What's Behind the Rally: Rusch initiated coverage with an Outperform rating and set a $20 price target, which would represent roughly double where shares are currently trading. That's the kind of call that gets investors' attention.
The analyst dubbed Serve Robotics a "Physical AI pioneer" in last-mile delivery, pointing to something that matters more than you might think: the company's treasure trove of data from navigating complex sidewalk environments. According to Investing.com, Oppenheimer believes this data leadership translates into more efficient hardware and software design.
Here's why that matters. The firm argues these advantages create structural cost benefits and faster learning cycles compared with competitors, giving Serve a meaningful edge in the autonomous delivery market. In an industry where everyone's racing to perfect robotic delivery, having better data means learning faster and spending less.

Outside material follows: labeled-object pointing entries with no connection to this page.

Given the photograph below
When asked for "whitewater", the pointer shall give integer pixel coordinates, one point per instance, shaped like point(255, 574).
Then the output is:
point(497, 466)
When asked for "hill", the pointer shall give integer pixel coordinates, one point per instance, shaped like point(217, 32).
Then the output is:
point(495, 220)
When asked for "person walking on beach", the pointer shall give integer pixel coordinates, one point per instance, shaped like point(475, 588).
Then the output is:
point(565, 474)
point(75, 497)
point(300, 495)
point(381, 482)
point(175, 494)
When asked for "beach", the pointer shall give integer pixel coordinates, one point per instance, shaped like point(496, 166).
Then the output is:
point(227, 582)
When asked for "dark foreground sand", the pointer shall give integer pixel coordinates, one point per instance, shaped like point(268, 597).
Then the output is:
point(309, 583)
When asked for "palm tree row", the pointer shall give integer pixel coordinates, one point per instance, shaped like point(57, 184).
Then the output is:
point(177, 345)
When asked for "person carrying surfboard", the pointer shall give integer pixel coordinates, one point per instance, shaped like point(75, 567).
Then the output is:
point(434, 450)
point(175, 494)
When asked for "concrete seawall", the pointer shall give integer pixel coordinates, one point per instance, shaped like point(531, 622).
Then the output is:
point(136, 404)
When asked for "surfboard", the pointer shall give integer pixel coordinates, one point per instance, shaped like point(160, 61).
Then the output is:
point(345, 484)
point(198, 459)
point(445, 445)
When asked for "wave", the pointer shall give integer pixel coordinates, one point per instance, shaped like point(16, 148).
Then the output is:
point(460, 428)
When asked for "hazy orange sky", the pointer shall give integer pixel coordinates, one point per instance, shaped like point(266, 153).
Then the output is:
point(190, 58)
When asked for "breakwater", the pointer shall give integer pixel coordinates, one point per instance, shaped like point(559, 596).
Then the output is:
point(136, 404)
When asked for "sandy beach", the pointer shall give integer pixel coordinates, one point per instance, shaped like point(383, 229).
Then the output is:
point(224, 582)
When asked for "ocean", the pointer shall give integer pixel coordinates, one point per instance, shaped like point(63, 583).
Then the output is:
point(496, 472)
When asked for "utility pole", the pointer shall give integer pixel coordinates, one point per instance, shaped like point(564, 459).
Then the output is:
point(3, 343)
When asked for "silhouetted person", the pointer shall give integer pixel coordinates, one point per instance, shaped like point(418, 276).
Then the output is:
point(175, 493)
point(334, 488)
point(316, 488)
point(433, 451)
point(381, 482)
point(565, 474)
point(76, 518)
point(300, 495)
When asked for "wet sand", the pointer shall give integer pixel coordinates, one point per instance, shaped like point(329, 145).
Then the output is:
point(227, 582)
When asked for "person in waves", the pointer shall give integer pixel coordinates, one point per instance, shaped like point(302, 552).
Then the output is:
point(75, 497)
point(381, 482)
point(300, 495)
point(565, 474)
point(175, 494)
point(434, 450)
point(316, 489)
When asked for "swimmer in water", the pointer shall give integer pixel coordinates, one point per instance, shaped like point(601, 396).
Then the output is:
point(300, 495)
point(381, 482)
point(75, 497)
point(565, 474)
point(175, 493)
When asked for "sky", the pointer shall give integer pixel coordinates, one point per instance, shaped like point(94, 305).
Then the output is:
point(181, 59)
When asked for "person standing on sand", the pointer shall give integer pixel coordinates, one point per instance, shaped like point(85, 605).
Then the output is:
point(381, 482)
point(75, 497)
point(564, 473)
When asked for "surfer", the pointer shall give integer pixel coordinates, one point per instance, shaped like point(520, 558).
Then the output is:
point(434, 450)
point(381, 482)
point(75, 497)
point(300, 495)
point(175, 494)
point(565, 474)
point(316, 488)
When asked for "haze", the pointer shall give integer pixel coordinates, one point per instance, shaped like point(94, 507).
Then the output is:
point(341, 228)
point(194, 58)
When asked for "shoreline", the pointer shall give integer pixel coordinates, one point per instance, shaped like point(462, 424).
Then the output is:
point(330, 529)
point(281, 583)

The company's recent performance backs up some of the optimism. Serve reported a 210% year-over-year revenue increase in third-quarter 2025 and has already deployed more than 2,000 autonomous delivery robots across multiple U.S. cities. The expansion plan continues into early 2026 with additional markets on the roadmap.
The Trading Action
At the time of writing, Serve shares were trading 4.51% higher at $9.99. If Oppenheimer's price target plays out, investors who buy at current levels would be looking at a nice return as the autonomous delivery story unfolds.